Caroline verließ das Arztzimmer und machte sich durch lange Korridore auf die Suche nach dem Aufwachraum. Überall roch es nach Desinfektionsmitteln. Personal, Patienten und Besucher wandelten laufend, gehend, humpelnd oder im Rollstuhl fahrend umher. Was für ein schauriger Ort so eine Klinik doch war! Da wollte sie Daniel so schnell wie möglich herausholen. Zuhause würde sie ihn dann so richtig verwöhnen. Wer weiß, vielleicht hatte dieser Unfall sogar sein Gutes, würden sie endlich mal wieder mehr Zeit miteinander verbringen können. Während bei anderen Paaren die Krise ausbrach, wenn man im Urlaub plötzlich miteinander alleine war, hatte den Islings die Zweisamkeit immer gutgetan.
Der Aufwachraum unterschied sich nur seiner Größe nach von einem gewöhnlichen Krankenzimmer. Insgesamt sieben Betten standen darin, von denen drei belegt waren. In einem lag eine alte Frau, in einem anderen ein vielleicht zehnjähriger Junge, links von seiner schmachtenden Mutter, rechts von seinem Zeitung lesenden Vater flankiert. Caroline nickte den beiden zu.
Daniels Bett befand sich am Ende des Zimmers gleich neben dem Fenster. Sie eilte zu ihm hin und ergriff seine Hand. Er schlief tief und fest. Das schüttere schwarze Haar, das zu den Schläfen hin grau wurde, stand unordentlich nach allen Richtungen ab. Bartstoppeln hatten das blasse Gesicht zu erobern begonnen. Daniel besaß einen kräftigen Bartwuchs – sehr zu seinem Leidwesen, denn er hasste es, sich zu rasieren. Mit Vollbart aber fühlte er sich auch nicht wohl, und so lief es, quasi als Kompromisslösung, auf einen Dreitagebart hinaus, wenn nicht berufliche Erfordernisse eine tägliche Rasur verlangten.

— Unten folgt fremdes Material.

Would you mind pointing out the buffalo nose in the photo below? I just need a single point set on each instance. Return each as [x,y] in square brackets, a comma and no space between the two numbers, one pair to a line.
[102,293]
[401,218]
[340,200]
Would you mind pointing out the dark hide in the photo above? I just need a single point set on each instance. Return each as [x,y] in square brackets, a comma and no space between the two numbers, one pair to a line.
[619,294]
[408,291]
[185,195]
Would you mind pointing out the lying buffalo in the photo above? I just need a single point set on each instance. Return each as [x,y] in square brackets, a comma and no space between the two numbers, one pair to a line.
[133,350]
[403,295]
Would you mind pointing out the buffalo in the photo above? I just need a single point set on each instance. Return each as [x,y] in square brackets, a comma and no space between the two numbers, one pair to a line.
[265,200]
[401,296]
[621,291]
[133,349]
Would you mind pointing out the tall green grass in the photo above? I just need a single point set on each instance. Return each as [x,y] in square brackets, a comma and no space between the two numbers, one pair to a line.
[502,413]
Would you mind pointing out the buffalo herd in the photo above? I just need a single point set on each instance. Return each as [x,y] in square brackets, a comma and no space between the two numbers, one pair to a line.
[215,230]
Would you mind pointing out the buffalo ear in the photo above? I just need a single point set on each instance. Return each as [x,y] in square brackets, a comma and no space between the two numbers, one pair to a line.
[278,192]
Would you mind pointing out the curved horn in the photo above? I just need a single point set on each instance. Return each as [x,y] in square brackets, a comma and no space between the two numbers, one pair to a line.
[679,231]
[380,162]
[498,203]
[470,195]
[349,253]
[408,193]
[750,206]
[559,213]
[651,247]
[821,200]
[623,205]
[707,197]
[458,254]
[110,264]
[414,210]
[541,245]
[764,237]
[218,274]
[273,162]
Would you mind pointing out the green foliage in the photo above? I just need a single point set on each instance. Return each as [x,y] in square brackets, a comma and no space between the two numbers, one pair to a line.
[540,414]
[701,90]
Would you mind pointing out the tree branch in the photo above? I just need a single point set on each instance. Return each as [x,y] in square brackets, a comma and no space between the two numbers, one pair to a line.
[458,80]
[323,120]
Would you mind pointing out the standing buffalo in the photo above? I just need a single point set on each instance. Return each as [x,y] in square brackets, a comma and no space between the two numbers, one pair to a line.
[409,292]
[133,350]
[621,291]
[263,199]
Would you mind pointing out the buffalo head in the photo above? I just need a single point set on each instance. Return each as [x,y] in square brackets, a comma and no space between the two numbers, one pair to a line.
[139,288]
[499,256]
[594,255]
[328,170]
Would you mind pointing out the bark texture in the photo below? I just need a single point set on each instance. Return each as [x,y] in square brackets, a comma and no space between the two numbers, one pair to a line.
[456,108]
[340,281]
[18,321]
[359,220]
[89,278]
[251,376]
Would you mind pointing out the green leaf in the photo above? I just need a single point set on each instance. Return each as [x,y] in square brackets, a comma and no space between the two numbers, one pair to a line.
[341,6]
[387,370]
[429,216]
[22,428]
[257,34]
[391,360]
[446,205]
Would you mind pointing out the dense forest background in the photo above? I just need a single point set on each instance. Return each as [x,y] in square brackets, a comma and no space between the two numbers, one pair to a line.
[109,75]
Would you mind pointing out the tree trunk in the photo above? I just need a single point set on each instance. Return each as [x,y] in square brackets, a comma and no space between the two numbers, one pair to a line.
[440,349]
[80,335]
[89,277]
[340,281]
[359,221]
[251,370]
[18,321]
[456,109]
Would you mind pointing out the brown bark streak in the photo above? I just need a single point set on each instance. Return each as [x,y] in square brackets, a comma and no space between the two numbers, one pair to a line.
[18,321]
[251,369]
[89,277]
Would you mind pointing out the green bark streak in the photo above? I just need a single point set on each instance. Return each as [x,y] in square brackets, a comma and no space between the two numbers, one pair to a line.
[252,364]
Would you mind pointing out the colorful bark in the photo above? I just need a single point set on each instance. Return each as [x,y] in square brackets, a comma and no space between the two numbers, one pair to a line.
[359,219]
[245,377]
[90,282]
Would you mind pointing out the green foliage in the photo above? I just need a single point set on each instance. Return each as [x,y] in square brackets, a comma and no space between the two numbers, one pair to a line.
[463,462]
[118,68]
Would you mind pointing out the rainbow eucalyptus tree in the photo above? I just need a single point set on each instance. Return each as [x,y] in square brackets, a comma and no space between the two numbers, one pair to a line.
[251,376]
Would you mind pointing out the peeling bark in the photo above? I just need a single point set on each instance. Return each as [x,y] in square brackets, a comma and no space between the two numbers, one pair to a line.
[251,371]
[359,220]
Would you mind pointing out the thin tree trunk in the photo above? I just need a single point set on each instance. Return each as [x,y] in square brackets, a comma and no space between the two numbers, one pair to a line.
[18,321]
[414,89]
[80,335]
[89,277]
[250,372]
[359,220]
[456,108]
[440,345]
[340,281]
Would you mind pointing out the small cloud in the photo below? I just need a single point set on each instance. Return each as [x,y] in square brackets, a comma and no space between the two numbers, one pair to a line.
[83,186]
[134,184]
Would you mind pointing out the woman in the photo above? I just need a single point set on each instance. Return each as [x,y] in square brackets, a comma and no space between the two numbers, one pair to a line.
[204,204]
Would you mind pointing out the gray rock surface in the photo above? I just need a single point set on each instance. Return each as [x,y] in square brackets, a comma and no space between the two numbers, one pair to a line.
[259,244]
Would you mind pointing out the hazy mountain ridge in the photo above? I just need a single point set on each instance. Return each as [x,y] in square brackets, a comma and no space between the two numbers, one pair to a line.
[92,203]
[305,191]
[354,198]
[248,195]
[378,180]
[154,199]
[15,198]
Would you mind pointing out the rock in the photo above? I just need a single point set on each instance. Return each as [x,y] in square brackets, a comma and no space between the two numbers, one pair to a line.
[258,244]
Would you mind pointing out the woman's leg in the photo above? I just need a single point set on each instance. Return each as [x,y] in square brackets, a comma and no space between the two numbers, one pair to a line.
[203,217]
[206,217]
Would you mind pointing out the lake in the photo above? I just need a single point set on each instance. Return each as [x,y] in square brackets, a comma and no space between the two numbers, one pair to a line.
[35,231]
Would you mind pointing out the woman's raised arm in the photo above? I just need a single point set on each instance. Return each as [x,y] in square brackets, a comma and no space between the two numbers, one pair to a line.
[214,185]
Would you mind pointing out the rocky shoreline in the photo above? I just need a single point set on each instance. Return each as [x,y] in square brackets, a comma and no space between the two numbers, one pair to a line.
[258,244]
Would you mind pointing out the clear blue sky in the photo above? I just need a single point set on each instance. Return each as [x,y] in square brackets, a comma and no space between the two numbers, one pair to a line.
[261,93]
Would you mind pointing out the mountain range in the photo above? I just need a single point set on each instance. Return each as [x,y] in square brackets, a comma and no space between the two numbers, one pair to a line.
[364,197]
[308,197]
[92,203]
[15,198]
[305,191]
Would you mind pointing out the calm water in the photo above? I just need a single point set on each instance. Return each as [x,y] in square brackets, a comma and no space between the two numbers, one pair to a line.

Caroline beugte sich über ihren Mann, küsste ihn und hauchte ein „Ich liebe dich“ in sein Ohr. Dann setzte sie sich in Höhe seiner Brust, die einen elastischen Verband trug, aufs Bett und streichelte sein Haar, was er sehr liebte und stundenlang hätte genießen können. Im Zimmer war es fast so ruhig, dass man eine Stecknadel hätte fallen hören können. Hin und wieder kam eine Schwester und sah nach dem Rechten. Draußen ging ein schöner Maitag zu Ende.
Nach einer Weile fiel Caroline ein, dass Daniels Eltern und die Kinder noch gar nicht verständigt waren. Sie verließ das Zimmer und zückte auf dem Flur ihr Handy. Es dauerte lange, bis Helga an den Apparat kam. „Caro? Seid ihr noch nicht beim Candle-Light-Dinner? Ich dachte, ihr wolltet heute Abend was losmachen.“
„Hallo Helga, schlafen die Kinder schon?“
„Wo denkst du hin? Sind putzmunter und sehen fern. Aber wir werden sie schon noch ins Bett kriegen. Stimmt was nicht?“
„Ja. Erschreck‘ nicht. Danny hatte einen Autounfall.“
„Was?“
„Keine Sorge, es ist wirklich halb so schlimm.“ Caroline berichtete ihrer Schwiegermutter und schloss mit den Worten: „Dabei ist Danny ein so sicherer Autofahrer. So etwas ist ihm noch nie passiert.“
„Er hatte schon mal einen Unfall“, korrigierte Helga nachdenklich, „lange vor eurer Zeit. Auch damals hat ihm jemand die Vorfahrt genommen. Er war mit seinem Roller unterwegs. Meine Güte, das muss jetzt über ein Vierteljahrhundert her sein.“
„Ach ja“, fiel Caroline ein. „die Narbe an seinem Handgelenk! Die habe ich mal entdeckt. Von sich aus hatte er gar nichts davon erzählt.“
„Hm“, brummte Helga. „Es ist irgendwie verrückt. Vor dem damaligen Unfall war er im Ausnahmezustand gewesen, und jetzt…“
„Was meinst du?“
„Na ja“, Helga wog ihre Worte sorgsam, „ich hatte zuletzt den Eindruck, dass er anders war als sonst. Ich weiß nicht, wie ich es beschreiben soll. Geistesabwesend? Unaufmerksam? Mit den Gedanken ganz woanders?“ Man merkte selbst durchs Telefon, dass sie verlegen lächelte.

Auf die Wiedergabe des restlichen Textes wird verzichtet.